DENVER (CBS4) - Calling it a "tragedy of immense intensity," Gov. John Hickenlooper says he is directing employees across the state of Colorado to respond with "a great state of urgency" to the news that leaking gas from a truncated natural gas flowline caused the explosion at a home in Firestone.
A day after ordering a statewide review of existing oil and gas operations, Hickenlooper says he's doing everything he can to reassure residents statewide that their homes that are near gas flow lines are safe.
"We're going to check flowlines across the state," Hickenlooper said on Wednesday. "Anything that's remotely close to a house, we're going to check. And trust me, that's just the priority; eventually we'll check every flowline."

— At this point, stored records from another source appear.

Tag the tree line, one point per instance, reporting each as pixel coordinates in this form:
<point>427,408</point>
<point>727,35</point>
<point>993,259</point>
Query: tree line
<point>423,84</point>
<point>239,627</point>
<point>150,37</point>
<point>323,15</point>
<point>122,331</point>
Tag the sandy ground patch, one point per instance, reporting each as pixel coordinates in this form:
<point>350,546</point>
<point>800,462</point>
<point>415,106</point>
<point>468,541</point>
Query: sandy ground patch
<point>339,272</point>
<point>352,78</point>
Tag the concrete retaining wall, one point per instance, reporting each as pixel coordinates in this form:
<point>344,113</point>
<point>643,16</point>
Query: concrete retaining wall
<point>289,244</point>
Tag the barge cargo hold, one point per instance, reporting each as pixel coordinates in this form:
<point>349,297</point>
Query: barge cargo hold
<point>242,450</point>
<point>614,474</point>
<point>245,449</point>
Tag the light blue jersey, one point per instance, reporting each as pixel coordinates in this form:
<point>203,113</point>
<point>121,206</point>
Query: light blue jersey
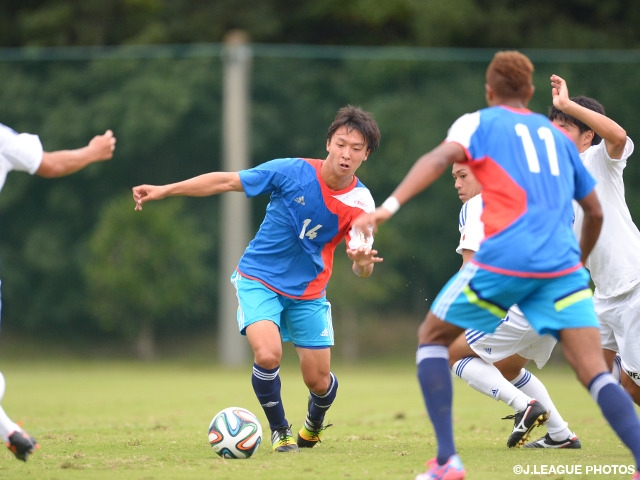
<point>529,171</point>
<point>292,253</point>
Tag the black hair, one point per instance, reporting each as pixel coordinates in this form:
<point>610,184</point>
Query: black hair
<point>587,102</point>
<point>356,118</point>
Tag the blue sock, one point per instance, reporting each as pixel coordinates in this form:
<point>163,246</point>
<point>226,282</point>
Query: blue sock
<point>617,407</point>
<point>321,403</point>
<point>266,385</point>
<point>437,390</point>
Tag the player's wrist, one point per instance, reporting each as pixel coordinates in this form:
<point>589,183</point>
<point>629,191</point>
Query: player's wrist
<point>391,205</point>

Shortly after Tuesday morning's announcement by officials in Firestone that leaking underground gas caused the explosion that killed two people, Hickenlooper ordered that inspections of flowlines within 1,000 feet of occupied buildings must occur within 30 days and be tested for integrity in 60 days.
"The goal here is to move as quickly as we possibly can," he said.
Hickenlooper says he realizes the sudden review will mean the devotion of a lot of time and money for energy companies in the state, but that "I think everybody realizes the severity of the situation."
"We are hopeful that this will be a unique situation, that this is a one-time occurrence, but until we can be absolutely sure of that, we're going to go above and beyond all for requirements for safety."
The statewide review is meant to ensure the following requirements are met:
- Any natural gas line not in use is properly marked and capped.
- All abandoned lines are cut below the surface and sealed.
- Lines that have been either abandoned or are not in use must be inspected within 30 days and abandoned under current rules within 60 days.
There have been other previous explosions. For example, in 2007 a blast at an abandoned well in Las Animas County injured several people. There have been other similar explosions -- one in La Plata County.
Elise Jones is a commissioner in Boulder County.
"Oil and gas is an intensive, dangerous industrial activity that doesn't belong near homes or neighborhoods," she told CBS4.
Lisa Herrera lives across the street from where the Firestone explosion occurred. She says she is more concerned for the family impacted by the blast than the safety issue right now.
"I still love my home. I still love my neighborhood. I still deeply love my community … it's shown me such compassion," Herrera said.
The question has become, can homes and energy workings co-exist? CBS4's Rick Sallinger asked the governor about whether there should be "no build zones."
"We going to have a rich discussion. In the short we're going to see immediately counties and municipalities going to push it back," Hickenlooper said. "But I think there will be discussion whether we shouldn't have some sort of statewide regulations around that," he replied.